On January 28, 2013, a bipartisan Senate group consisting of four Democrats (Charles Schumer of New York, Dick Durbin of Illinois, Robert Menendez of New Jersey and Michael Bennet of Colorado) and four Republicans (John McCain of Arizona, Lindsey Graham of South Carolina, Marco Rubio of Florida and Jeff Flake of Arizona) announced plans to introduce new immigration legislation. The Senators said their bill will address securing the borders, verifying immigration status, and creating a path to citizenship for approximately 11 million illegal immigrants present in the U.S. A 5-page “Bipartisan Framework for Comprehensive Immigration Reform” (http://www.c-span.org/uploadedFiles/Content/Documents/Bipartisan-Framework-For-Immigration-Reform.pdf) summarizes the policies beingproposed. It addresses the following four goals:
- Create a tough but fair path to citizenship for unauthorized immigrants currently living in the United States that is contingent upon securing our borders and tracking whether legal immigrants have left the country when required;
- Reform our legal immigration system to better recognize the importance of characteristics that will help build the American economy and strengthen American families;
- Create an effective employment verification system that will prevent identity theft and end the hiring of future unauthorized workers; and,
- Establish an improved process for admitting future workers to serve our nation’s workforce needs, while simultaneously protecting all workers.

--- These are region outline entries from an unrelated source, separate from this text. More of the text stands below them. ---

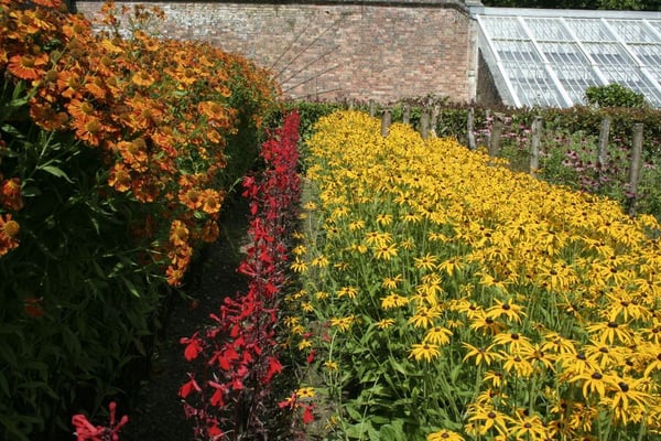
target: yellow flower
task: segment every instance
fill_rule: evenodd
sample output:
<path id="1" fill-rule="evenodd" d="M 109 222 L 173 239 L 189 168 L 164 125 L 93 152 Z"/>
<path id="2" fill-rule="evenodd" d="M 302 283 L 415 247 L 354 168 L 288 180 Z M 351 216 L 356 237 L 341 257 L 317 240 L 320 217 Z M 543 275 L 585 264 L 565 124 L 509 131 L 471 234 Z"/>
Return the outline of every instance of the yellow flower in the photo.
<path id="1" fill-rule="evenodd" d="M 315 395 L 314 387 L 302 387 L 296 390 L 296 397 L 299 398 L 314 398 Z"/>
<path id="2" fill-rule="evenodd" d="M 300 343 L 299 343 L 299 351 L 303 351 L 306 349 L 308 347 L 312 347 L 312 342 L 307 338 L 303 338 Z"/>
<path id="3" fill-rule="evenodd" d="M 307 270 L 307 263 L 305 263 L 303 260 L 301 260 L 299 258 L 299 256 L 296 256 L 294 258 L 294 261 L 292 262 L 292 265 L 290 266 L 290 268 L 292 269 L 292 271 L 294 272 L 305 272 Z"/>
<path id="4" fill-rule="evenodd" d="M 597 340 L 602 343 L 613 344 L 619 341 L 624 344 L 629 344 L 633 341 L 633 335 L 626 323 L 620 324 L 614 321 L 599 322 L 587 326 L 587 332 L 598 334 Z"/>
<path id="5" fill-rule="evenodd" d="M 330 326 L 335 326 L 340 331 L 348 331 L 351 327 L 351 324 L 356 321 L 354 315 L 348 315 L 346 318 L 340 319 L 330 319 Z"/>
<path id="6" fill-rule="evenodd" d="M 452 430 L 438 430 L 437 432 L 430 433 L 426 441 L 464 441 L 464 437 Z"/>
<path id="7" fill-rule="evenodd" d="M 495 351 L 491 351 L 494 345 L 487 347 L 478 347 L 465 342 L 462 343 L 462 345 L 469 349 L 468 353 L 464 356 L 463 362 L 466 362 L 469 358 L 475 358 L 476 366 L 481 364 L 489 366 L 494 361 L 502 358 L 500 354 L 498 354 Z"/>
<path id="8" fill-rule="evenodd" d="M 390 225 L 390 224 L 392 224 L 392 215 L 391 214 L 378 214 L 377 223 L 379 223 L 382 226 Z"/>
<path id="9" fill-rule="evenodd" d="M 358 219 L 349 223 L 349 232 L 356 232 L 358 229 L 365 228 L 365 220 Z"/>
<path id="10" fill-rule="evenodd" d="M 387 277 L 381 282 L 381 287 L 387 289 L 395 289 L 399 283 L 404 280 L 402 275 L 397 275 L 394 277 Z"/>
<path id="11" fill-rule="evenodd" d="M 414 315 L 409 319 L 409 323 L 412 323 L 415 327 L 430 327 L 433 324 L 434 319 L 438 318 L 438 312 L 429 308 L 419 309 Z"/>
<path id="12" fill-rule="evenodd" d="M 358 293 L 358 288 L 356 287 L 343 287 L 337 291 L 337 297 L 348 297 L 349 299 L 356 299 L 356 294 Z"/>
<path id="13" fill-rule="evenodd" d="M 418 269 L 425 269 L 429 271 L 433 271 L 436 268 L 436 262 L 438 261 L 438 256 L 434 256 L 431 254 L 426 254 L 422 257 L 413 258 L 413 266 Z"/>
<path id="14" fill-rule="evenodd" d="M 505 316 L 511 321 L 521 323 L 521 318 L 525 316 L 523 306 L 511 302 L 502 302 L 498 299 L 494 299 L 494 302 L 496 302 L 496 304 L 487 309 L 487 316 L 491 319 Z"/>
<path id="15" fill-rule="evenodd" d="M 382 245 L 379 248 L 375 249 L 375 257 L 381 260 L 390 260 L 391 258 L 397 256 L 397 246 L 394 244 L 391 245 Z"/>
<path id="16" fill-rule="evenodd" d="M 426 332 L 422 342 L 437 345 L 446 345 L 449 343 L 451 336 L 452 331 L 449 331 L 448 329 L 443 326 L 434 326 Z"/>
<path id="17" fill-rule="evenodd" d="M 400 295 L 395 292 L 393 292 L 389 295 L 386 295 L 383 299 L 381 299 L 381 308 L 384 310 L 404 306 L 408 303 L 409 303 L 408 298 Z"/>
<path id="18" fill-rule="evenodd" d="M 509 427 L 509 433 L 518 440 L 546 440 L 549 433 L 544 422 L 538 415 L 522 416 L 513 420 Z"/>
<path id="19" fill-rule="evenodd" d="M 328 369 L 328 370 L 337 370 L 338 369 L 337 363 L 332 359 L 325 362 L 324 366 L 326 366 L 326 369 Z"/>
<path id="20" fill-rule="evenodd" d="M 421 343 L 414 344 L 409 358 L 414 358 L 416 362 L 424 359 L 426 362 L 431 362 L 432 359 L 438 357 L 441 352 L 438 351 L 438 345 Z"/>
<path id="21" fill-rule="evenodd" d="M 491 406 L 472 406 L 468 415 L 468 422 L 475 424 L 477 434 L 486 434 L 491 429 L 496 429 L 500 435 L 508 434 L 507 421 L 510 421 L 510 418 Z"/>
<path id="22" fill-rule="evenodd" d="M 305 252 L 307 252 L 305 245 L 296 245 L 294 248 L 292 248 L 292 255 L 294 256 L 303 256 Z"/>
<path id="23" fill-rule="evenodd" d="M 579 383 L 583 386 L 583 397 L 586 400 L 595 392 L 599 396 L 599 400 L 604 398 L 608 386 L 606 381 L 607 378 L 599 370 L 586 370 L 568 379 L 568 383 Z"/>
<path id="24" fill-rule="evenodd" d="M 380 330 L 386 330 L 394 324 L 393 319 L 382 319 L 377 322 L 377 327 Z"/>
<path id="25" fill-rule="evenodd" d="M 317 256 L 310 262 L 313 267 L 325 268 L 328 266 L 328 258 L 325 256 Z"/>

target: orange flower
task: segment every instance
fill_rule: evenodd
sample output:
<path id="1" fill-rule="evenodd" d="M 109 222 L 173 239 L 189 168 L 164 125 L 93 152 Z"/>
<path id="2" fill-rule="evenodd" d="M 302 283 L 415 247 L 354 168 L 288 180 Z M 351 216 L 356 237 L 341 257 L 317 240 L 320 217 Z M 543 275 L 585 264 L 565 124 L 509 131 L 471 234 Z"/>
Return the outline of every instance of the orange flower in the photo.
<path id="1" fill-rule="evenodd" d="M 42 67 L 47 63 L 48 54 L 14 55 L 9 58 L 7 69 L 20 79 L 37 79 L 46 73 Z"/>
<path id="2" fill-rule="evenodd" d="M 98 76 L 88 75 L 85 77 L 85 89 L 97 99 L 106 98 L 106 83 Z"/>
<path id="3" fill-rule="evenodd" d="M 89 101 L 84 101 L 77 98 L 72 99 L 72 101 L 66 106 L 66 109 L 72 117 L 82 121 L 87 121 L 89 118 L 96 116 L 94 106 L 89 104 Z"/>
<path id="4" fill-rule="evenodd" d="M 202 211 L 208 214 L 216 214 L 220 211 L 223 195 L 215 190 L 207 189 L 202 194 Z"/>
<path id="5" fill-rule="evenodd" d="M 17 31 L 22 34 L 32 35 L 40 31 L 40 26 L 34 20 L 34 10 L 12 11 L 9 17 L 14 19 Z"/>
<path id="6" fill-rule="evenodd" d="M 218 239 L 220 235 L 220 230 L 218 228 L 218 224 L 215 220 L 207 220 L 204 227 L 202 228 L 201 238 L 203 241 L 207 244 L 212 244 Z"/>
<path id="7" fill-rule="evenodd" d="M 198 79 L 198 72 L 192 67 L 178 66 L 175 71 L 170 72 L 170 75 L 184 86 L 189 86 Z M 183 88 L 180 86 L 180 88 Z"/>
<path id="8" fill-rule="evenodd" d="M 147 165 L 144 165 L 148 160 L 147 143 L 142 138 L 138 138 L 130 142 L 120 141 L 117 144 L 117 148 L 121 158 L 124 160 L 124 163 L 131 165 L 131 169 L 139 172 L 147 171 Z"/>
<path id="9" fill-rule="evenodd" d="M 67 37 L 74 39 L 85 36 L 90 32 L 90 29 L 89 23 L 85 19 L 69 14 L 67 22 L 62 25 L 62 31 Z"/>
<path id="10" fill-rule="evenodd" d="M 131 189 L 133 195 L 140 202 L 153 202 L 160 193 L 159 180 L 153 175 L 133 178 Z"/>
<path id="11" fill-rule="evenodd" d="M 110 169 L 108 185 L 122 193 L 131 187 L 131 174 L 124 164 L 115 164 L 112 169 Z"/>
<path id="12" fill-rule="evenodd" d="M 72 71 L 64 71 L 58 73 L 57 87 L 62 90 L 59 94 L 65 98 L 80 97 L 85 84 L 83 78 Z"/>
<path id="13" fill-rule="evenodd" d="M 18 212 L 23 208 L 23 197 L 21 196 L 21 180 L 12 178 L 4 180 L 0 185 L 0 203 L 7 209 Z"/>
<path id="14" fill-rule="evenodd" d="M 180 202 L 191 209 L 202 206 L 202 193 L 197 189 L 187 189 L 180 192 Z"/>
<path id="15" fill-rule="evenodd" d="M 80 123 L 82 122 L 82 123 Z M 98 147 L 101 142 L 102 125 L 98 118 L 88 118 L 86 120 L 74 121 L 76 137 L 87 142 L 91 147 Z"/>
<path id="16" fill-rule="evenodd" d="M 171 287 L 178 287 L 182 284 L 182 279 L 184 278 L 184 271 L 178 268 L 174 268 L 172 265 L 167 267 L 165 271 L 165 277 L 167 278 L 167 284 Z"/>
<path id="17" fill-rule="evenodd" d="M 131 77 L 131 82 L 137 86 L 149 87 L 154 84 L 155 79 L 148 72 L 140 71 Z"/>
<path id="18" fill-rule="evenodd" d="M 62 0 L 32 0 L 32 2 L 44 8 L 53 8 L 57 10 L 62 10 L 62 7 L 65 6 Z"/>

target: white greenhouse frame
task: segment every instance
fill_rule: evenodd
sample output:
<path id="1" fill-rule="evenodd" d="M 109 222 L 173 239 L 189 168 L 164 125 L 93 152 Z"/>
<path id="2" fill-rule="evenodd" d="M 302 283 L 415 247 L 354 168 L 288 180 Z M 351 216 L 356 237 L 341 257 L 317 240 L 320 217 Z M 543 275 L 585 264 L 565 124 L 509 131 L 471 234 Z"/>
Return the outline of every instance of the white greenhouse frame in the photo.
<path id="1" fill-rule="evenodd" d="M 572 107 L 613 83 L 661 108 L 661 12 L 476 8 L 479 49 L 503 104 Z"/>

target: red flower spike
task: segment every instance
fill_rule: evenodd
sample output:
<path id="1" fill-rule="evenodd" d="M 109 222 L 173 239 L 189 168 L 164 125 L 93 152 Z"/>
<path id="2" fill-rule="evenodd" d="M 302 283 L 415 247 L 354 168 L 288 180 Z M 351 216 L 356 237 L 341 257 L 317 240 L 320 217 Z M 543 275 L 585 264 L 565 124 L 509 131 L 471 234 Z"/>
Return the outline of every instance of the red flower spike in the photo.
<path id="1" fill-rule="evenodd" d="M 246 176 L 242 195 L 249 198 L 250 244 L 237 271 L 248 278 L 248 290 L 236 297 L 225 297 L 219 314 L 212 314 L 213 324 L 199 336 L 182 338 L 186 345 L 184 355 L 193 361 L 202 355 L 209 377 L 198 386 L 193 377 L 182 386 L 180 395 L 185 399 L 197 391 L 204 397 L 195 408 L 184 402 L 184 411 L 196 421 L 198 438 L 220 439 L 238 427 L 220 429 L 219 421 L 231 426 L 242 424 L 250 430 L 262 430 L 261 415 L 232 420 L 231 405 L 246 400 L 253 409 L 264 402 L 273 377 L 282 373 L 278 361 L 275 330 L 278 329 L 281 289 L 289 272 L 288 232 L 297 219 L 297 202 L 301 183 L 297 174 L 299 116 L 289 115 L 282 128 L 271 133 L 262 144 L 261 155 L 266 170 L 259 175 Z M 202 388 L 198 390 L 197 388 Z M 279 404 L 280 408 L 296 409 L 295 394 Z M 312 407 L 306 408 L 303 420 L 314 419 Z M 247 426 L 246 426 L 247 424 Z"/>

On January 25, 2013, President Obama met with leaders of the Congressional Hispanic Caucus to discuss the need to repair the “broken immigration system.” On January 29, 2013 the President is scheduled to travel to Las Vegas to discuss his views on immigration reform. See http://www.whitehouse.gov/the-press-office/2013/01/25/readout-presidents-meeting-congressional-hispanic-caucus-leadership.

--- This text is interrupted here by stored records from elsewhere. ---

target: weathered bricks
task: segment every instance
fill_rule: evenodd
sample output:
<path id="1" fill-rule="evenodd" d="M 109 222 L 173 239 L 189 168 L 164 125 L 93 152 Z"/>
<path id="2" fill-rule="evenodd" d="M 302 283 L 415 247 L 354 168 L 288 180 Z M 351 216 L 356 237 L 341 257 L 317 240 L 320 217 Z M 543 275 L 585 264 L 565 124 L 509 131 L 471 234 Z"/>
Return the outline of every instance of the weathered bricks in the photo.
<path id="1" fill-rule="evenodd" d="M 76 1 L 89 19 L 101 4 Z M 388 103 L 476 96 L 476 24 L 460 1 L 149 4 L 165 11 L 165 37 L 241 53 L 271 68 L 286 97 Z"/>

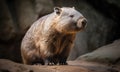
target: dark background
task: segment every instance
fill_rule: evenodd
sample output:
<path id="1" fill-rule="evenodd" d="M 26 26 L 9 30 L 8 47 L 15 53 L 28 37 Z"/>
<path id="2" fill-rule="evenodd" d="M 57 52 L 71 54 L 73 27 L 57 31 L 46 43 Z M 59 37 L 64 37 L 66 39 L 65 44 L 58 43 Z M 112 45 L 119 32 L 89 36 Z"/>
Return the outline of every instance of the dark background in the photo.
<path id="1" fill-rule="evenodd" d="M 76 36 L 70 60 L 120 38 L 119 0 L 0 0 L 0 58 L 21 62 L 24 34 L 56 6 L 74 6 L 88 20 L 87 28 Z"/>

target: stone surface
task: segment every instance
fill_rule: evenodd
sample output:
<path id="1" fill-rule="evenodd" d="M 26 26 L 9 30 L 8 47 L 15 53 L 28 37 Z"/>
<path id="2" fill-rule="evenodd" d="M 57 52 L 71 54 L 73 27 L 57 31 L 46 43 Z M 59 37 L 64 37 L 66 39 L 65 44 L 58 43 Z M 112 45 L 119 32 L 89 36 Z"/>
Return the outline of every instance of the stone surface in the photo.
<path id="1" fill-rule="evenodd" d="M 69 61 L 69 65 L 38 66 L 23 65 L 0 59 L 0 72 L 119 72 L 120 66 L 112 68 L 105 64 L 85 61 Z"/>
<path id="2" fill-rule="evenodd" d="M 0 0 L 0 58 L 21 62 L 21 40 L 31 24 L 55 6 L 75 7 L 88 20 L 68 60 L 120 38 L 119 0 Z"/>
<path id="3" fill-rule="evenodd" d="M 102 46 L 97 50 L 84 54 L 77 60 L 97 61 L 103 63 L 120 63 L 120 40 L 116 40 L 111 44 Z"/>

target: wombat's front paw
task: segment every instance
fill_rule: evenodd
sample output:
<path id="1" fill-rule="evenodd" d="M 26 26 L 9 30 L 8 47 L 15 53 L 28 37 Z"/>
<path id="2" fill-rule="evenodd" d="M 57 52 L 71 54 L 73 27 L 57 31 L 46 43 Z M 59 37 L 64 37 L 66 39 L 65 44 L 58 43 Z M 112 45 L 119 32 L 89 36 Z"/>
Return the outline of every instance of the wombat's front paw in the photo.
<path id="1" fill-rule="evenodd" d="M 54 57 L 49 57 L 48 58 L 48 65 L 56 65 L 58 63 L 58 59 Z"/>
<path id="2" fill-rule="evenodd" d="M 66 62 L 66 59 L 67 58 L 60 59 L 59 65 L 68 65 L 68 63 Z"/>

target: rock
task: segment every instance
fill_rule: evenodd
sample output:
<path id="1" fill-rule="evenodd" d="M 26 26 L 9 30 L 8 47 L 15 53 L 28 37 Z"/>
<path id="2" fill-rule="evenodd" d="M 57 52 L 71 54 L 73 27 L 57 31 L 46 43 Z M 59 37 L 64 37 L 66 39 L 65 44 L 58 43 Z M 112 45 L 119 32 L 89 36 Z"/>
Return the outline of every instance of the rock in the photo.
<path id="1" fill-rule="evenodd" d="M 110 66 L 95 62 L 68 61 L 69 65 L 24 65 L 6 59 L 0 59 L 0 72 L 110 72 L 120 71 L 120 66 Z"/>
<path id="2" fill-rule="evenodd" d="M 88 72 L 87 69 L 78 66 L 35 66 L 14 63 L 0 59 L 0 72 Z"/>
<path id="3" fill-rule="evenodd" d="M 84 54 L 77 60 L 97 61 L 103 63 L 120 63 L 120 40 L 116 40 L 111 44 L 102 46 L 97 50 Z"/>
<path id="4" fill-rule="evenodd" d="M 71 4 L 74 5 L 74 3 Z M 112 30 L 116 24 L 116 22 L 103 16 L 86 2 L 81 1 L 74 6 L 87 18 L 88 23 L 86 29 L 77 34 L 75 46 L 69 60 L 74 60 L 82 54 L 107 44 L 108 37 L 114 35 Z"/>
<path id="5" fill-rule="evenodd" d="M 0 1 L 0 41 L 9 41 L 15 37 L 15 26 L 9 8 L 4 0 Z"/>

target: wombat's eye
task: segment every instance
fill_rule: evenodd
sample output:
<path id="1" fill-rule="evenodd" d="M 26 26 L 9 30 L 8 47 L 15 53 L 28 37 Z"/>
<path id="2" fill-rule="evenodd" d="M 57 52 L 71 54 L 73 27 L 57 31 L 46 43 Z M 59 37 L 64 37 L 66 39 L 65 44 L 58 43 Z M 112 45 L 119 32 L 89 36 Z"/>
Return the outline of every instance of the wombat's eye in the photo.
<path id="1" fill-rule="evenodd" d="M 71 18 L 73 18 L 73 17 L 74 17 L 74 15 L 70 15 L 70 17 L 71 17 Z"/>

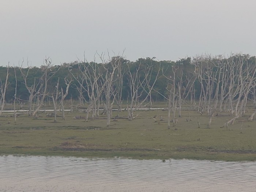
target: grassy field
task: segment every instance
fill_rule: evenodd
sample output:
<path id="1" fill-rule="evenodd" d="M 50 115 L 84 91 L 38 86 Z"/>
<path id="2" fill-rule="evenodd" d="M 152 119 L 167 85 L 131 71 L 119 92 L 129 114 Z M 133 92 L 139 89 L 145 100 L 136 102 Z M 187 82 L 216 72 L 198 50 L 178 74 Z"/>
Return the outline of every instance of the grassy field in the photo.
<path id="1" fill-rule="evenodd" d="M 188 122 L 189 112 L 192 121 Z M 170 129 L 167 128 L 167 111 L 135 113 L 139 114 L 136 119 L 117 118 L 108 128 L 104 115 L 88 122 L 82 118 L 74 119 L 75 116 L 85 116 L 82 112 L 66 112 L 66 120 L 59 117 L 56 123 L 45 113 L 35 119 L 22 114 L 16 124 L 13 114 L 2 113 L 0 154 L 256 161 L 256 126 L 255 121 L 246 120 L 249 113 L 228 128 L 220 127 L 232 117 L 219 114 L 213 118 L 210 128 L 206 128 L 207 114 L 184 111 L 177 125 Z M 116 114 L 114 112 L 113 116 Z M 127 114 L 124 111 L 119 116 Z M 155 116 L 156 121 L 152 118 Z M 160 120 L 161 116 L 163 120 Z"/>

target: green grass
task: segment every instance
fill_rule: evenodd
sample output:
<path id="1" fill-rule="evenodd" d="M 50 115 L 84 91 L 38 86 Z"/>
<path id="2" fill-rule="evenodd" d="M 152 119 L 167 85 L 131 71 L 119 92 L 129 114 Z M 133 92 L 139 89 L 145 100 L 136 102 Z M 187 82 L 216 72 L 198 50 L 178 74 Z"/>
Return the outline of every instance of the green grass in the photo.
<path id="1" fill-rule="evenodd" d="M 192 121 L 187 122 L 189 112 Z M 17 117 L 16 124 L 14 117 L 2 114 L 5 116 L 0 117 L 0 154 L 256 160 L 255 121 L 246 120 L 249 113 L 228 129 L 220 127 L 231 116 L 219 113 L 213 117 L 209 129 L 206 128 L 206 114 L 182 111 L 177 125 L 170 129 L 167 128 L 167 112 L 137 111 L 135 113 L 139 114 L 136 119 L 118 118 L 111 121 L 109 128 L 104 116 L 88 122 L 74 119 L 74 116 L 85 116 L 78 112 L 66 112 L 66 120 L 58 117 L 57 123 L 53 123 L 53 118 L 46 117 L 46 113 L 39 114 L 35 120 L 24 114 Z M 113 116 L 116 114 L 113 112 Z M 119 116 L 127 114 L 123 112 Z M 156 115 L 158 117 L 155 122 L 152 117 Z M 161 116 L 164 121 L 160 121 Z"/>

The need to reinvigorate the U.S. immigration system has been on Washington’s agenda for some time. In 2006, President Bush initiated an ambitious campaign for immigration changes, calling for securing the borders, facilitating a guest-worker program and implementing related legal reforms. Immigration reform also was one of the main focuses of President Obama’s 2008 election campaign. While the issue generated vigorous public debate, comprehensive change proved elusive.

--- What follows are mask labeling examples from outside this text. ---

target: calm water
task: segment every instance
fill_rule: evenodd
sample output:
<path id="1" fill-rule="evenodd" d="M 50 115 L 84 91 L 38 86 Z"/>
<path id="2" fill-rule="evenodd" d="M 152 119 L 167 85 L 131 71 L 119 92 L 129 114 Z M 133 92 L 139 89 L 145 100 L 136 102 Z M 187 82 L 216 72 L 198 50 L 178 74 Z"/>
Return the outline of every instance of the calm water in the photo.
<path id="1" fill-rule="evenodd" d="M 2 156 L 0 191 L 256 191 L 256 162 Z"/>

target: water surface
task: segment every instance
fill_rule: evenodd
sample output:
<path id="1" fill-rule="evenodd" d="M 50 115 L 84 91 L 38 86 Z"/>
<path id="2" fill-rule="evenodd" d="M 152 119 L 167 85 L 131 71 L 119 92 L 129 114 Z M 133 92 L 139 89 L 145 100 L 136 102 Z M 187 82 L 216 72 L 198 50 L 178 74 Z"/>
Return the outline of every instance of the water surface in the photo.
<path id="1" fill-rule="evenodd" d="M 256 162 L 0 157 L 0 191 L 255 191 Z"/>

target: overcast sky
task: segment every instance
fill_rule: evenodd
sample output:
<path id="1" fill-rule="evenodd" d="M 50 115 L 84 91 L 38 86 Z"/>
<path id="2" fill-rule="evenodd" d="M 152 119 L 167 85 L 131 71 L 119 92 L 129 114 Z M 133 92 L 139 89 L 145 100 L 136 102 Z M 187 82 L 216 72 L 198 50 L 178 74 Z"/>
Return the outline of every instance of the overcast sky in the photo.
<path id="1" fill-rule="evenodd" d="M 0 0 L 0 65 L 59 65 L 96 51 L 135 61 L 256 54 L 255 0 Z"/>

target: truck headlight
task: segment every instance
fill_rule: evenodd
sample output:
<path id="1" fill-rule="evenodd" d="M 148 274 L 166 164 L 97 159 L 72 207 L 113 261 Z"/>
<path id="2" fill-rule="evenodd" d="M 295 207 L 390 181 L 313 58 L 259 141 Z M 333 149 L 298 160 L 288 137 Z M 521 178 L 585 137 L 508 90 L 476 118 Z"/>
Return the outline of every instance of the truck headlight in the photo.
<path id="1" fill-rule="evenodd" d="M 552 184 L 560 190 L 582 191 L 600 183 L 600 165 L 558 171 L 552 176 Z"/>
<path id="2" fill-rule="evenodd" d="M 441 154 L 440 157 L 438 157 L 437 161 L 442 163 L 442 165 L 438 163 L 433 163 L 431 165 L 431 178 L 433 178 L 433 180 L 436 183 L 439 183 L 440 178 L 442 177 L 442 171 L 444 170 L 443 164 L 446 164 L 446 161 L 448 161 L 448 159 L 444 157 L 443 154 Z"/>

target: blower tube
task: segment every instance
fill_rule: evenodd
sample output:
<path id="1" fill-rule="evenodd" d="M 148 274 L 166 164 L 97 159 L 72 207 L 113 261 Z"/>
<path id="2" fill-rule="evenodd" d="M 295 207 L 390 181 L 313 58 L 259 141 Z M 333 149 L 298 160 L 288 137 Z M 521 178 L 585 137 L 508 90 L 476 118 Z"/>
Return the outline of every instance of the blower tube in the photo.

Demographic changes among voters and their impact in the recent U.S. presidential election reportedly have helped stimulate efforts to reach a bipartisan solution. Many employers here are pushing for change, too. The present immigration system hinders their ability to acquire and retain global talent. In May 2012, the Partnership for a New American Economy and Partnership for New York City published the critical assessment, “Not Coming to America” http://www.renewoureconomy.org/sites/all/themes/pnae/not-coming-to-america.pdf. Its title seemingly a play on the name of a popular 1988 motion picture, the report compares varying immigration policies around the world and the effect of those policies on economic growth. According to the report, more than 40 percent of Fortune 500 companies in the U.S. were started either by an immigrant or a child of an immigrant. But that entrepreneurial infusion, it warns, may be a thing of the past. Now, arcane and sclerotic backlogs, low visa quotas and onerous bureaucratic procedures hinder the country’s business development. Today’s announced reform legislation would make it easier for U.S. employers to compete for global talent and grow the economy.
Further developments are expected soon.